Both platforms let you run Docker containers without managing servers. But they're very different in practice — here's how they actually compare.
Fly.io is an edge platform designed for globally distributed apps — it runs your containers across dozens of regions and routes traffic to the nearest one. stacknode.sh is simpler: deploy a Docker container, mount a volume if you need storage, optionally grab a static IP, and pay by the hour for what you use. No regions to think about, no CLI framework required.
For most developers running a bot, a side project, a database, or a small API, the global edge stuff is overkill. That's where stacknode.sh fits much better.
stacknode.sh charges $0.015 per CPU core per hour and $0.002 per GB of RAM per hour — only while your container is running. A 2-core, 8 GB container running all month costs about $1.86.
Fly.io bundles CPU and RAM into preset "Machine" sizes. Their smallest shared-CPU machines start cheap, but dedicated CPUs scale up fast. Add volume storage ($1.94/GB/month), outbound bandwidth fees, and a static IP ($2/month) and real-world bills climb quickly — often 5–10× what the same workload costs on stacknode.sh.
stacknode.sh also has no bandwidth fees. Fly.io charges for outbound data after a free tier. That alone can be a surprise bill for apps with any meaningful traffic.
Fly.io's volumes are region-locked — if you need to move your app or scale across regions, your data doesn't follow automatically. Managing snapshots is manual and can be error-prone.
stacknode.sh volumes are straightforward: each one is 10 GB, billed at a flat $0.0014/hr (~$1.01/month). Mount it to your container, and the data survives restarts, stops, and redeployments without any extra configuration.
On Fly.io, a dedicated IPv4 is $2/month and is shared at the app level. On stacknode.sh, you allocate a dedicated static IP per container for $0.00152/hr (~$1.09/month), charged only while it's allocated. Useful for game servers, bots, APIs, or anything that needs a consistent public IP.
This is a big one. Fly.io has a concept of "standby machines" that can keep your app in a semi-running state — and billing for it — even when you think it's stopped. Plenty of developers have been caught off guard by this.
stacknode.sh is simple: stopped containers don't accrue compute charges. You only pay while things are running. Volumes do bill continuously (since your data is still stored), but that's expected and clearly documented.
One more difference: stacknode.sh accepts Bitcoin, Litecoin, Bitcoin Cash, and Solana. No credit card required. Fly.io requires a card for most plans.
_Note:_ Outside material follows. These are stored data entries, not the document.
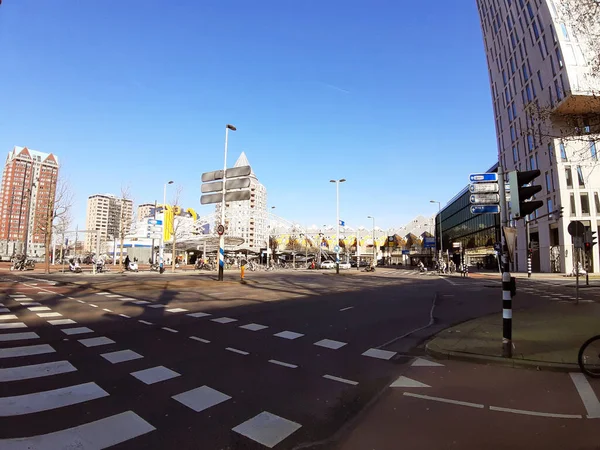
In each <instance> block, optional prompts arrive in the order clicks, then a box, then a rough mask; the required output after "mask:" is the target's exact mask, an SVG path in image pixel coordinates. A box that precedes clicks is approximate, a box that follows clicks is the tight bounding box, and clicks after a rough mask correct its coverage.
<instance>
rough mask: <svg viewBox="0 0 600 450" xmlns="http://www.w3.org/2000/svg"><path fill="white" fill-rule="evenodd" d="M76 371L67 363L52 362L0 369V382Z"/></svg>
mask: <svg viewBox="0 0 600 450" xmlns="http://www.w3.org/2000/svg"><path fill="white" fill-rule="evenodd" d="M76 370H77V369H76V368H75V367H73V365H72V364H71V363H70V362H69V361H52V362H49V363H43V364H33V365H30V366H21V367H9V368H7V369H0V381H16V380H29V379H31V378H40V377H49V376H52V375H58V374H61V373H67V372H75V371H76Z"/></svg>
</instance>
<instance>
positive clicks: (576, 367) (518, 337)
mask: <svg viewBox="0 0 600 450" xmlns="http://www.w3.org/2000/svg"><path fill="white" fill-rule="evenodd" d="M513 314H514V315H513V357H512V358H504V357H502V314H501V313H499V312H498V313H495V314H492V315H489V316H484V317H480V318H477V319H473V320H469V321H467V322H464V323H462V324H460V325H456V326H453V327H451V328H447V329H445V330H444V331H441V332H440V333H438V334H437V335H436V336H435V337H434V338H433V339H431V340H430V341H429V342H428V343H427V344H426V346H425V348H426V351H427V353H428V354H429V355H431V356H433V357H435V358H438V359H455V360H463V361H472V362H480V363H483V364H497V365H502V366H509V367H523V368H531V369H537V370H552V371H566V372H571V371H579V366H578V364H577V355H578V352H579V348H580V347H581V345H582V344H583V343H584V342H585V341H586V340H587V339H589V338H590V337H592V336H594V335H596V334H598V333H599V332H600V329H599V327H598V323H600V320H599V319H600V304H598V303H580V304H579V305H575V304H574V303H561V302H554V303H552V304H549V305H545V306H543V307H539V308H531V309H525V310H515V311H514V313H513Z"/></svg>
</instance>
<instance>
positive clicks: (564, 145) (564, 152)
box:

| stacknode.sh | Fly.io | |
|---|---|---|
| Compute billing | Per hour, running only | Per second, incl. standby |
| Bandwidth fees | None | Yes, after free tier |
| Persistent volumes | 10 GB flat, ~$1/mo | $1.94/GB/mo, region-locked |
| Static IPv4 | Dedicated, ~$1.09/mo | App-level, $2/mo |
| Stopped container charges | No | Possible |
| Payment methods | BTC, LTC, BCH, SOL | Credit card |
| Multi-region edge | No | Yes |
| Free trial | $0.10 credit, no card | Limited free tier, card req. |
Fly.io makes sense if you genuinely need your app to run close to users across multiple continents — think a multiplayer game or a global API where 50ms matters. Their CLI-first workflow and managed Postgres are also well-suited if you're already deep in that ecosystem.
For everything else — a Discord bot, a self-hosted tool, a database, a staging environment, a side project — stacknode.sh is simpler and significantly cheaper.
Fly.io is a capable platform for specific use cases. But for the average developer who just wants to run a Docker container reliably, with persistent storage and a predictable bill, stacknode.sh is the better fit. It doesn't try to do everything — and that's exactly why it works well.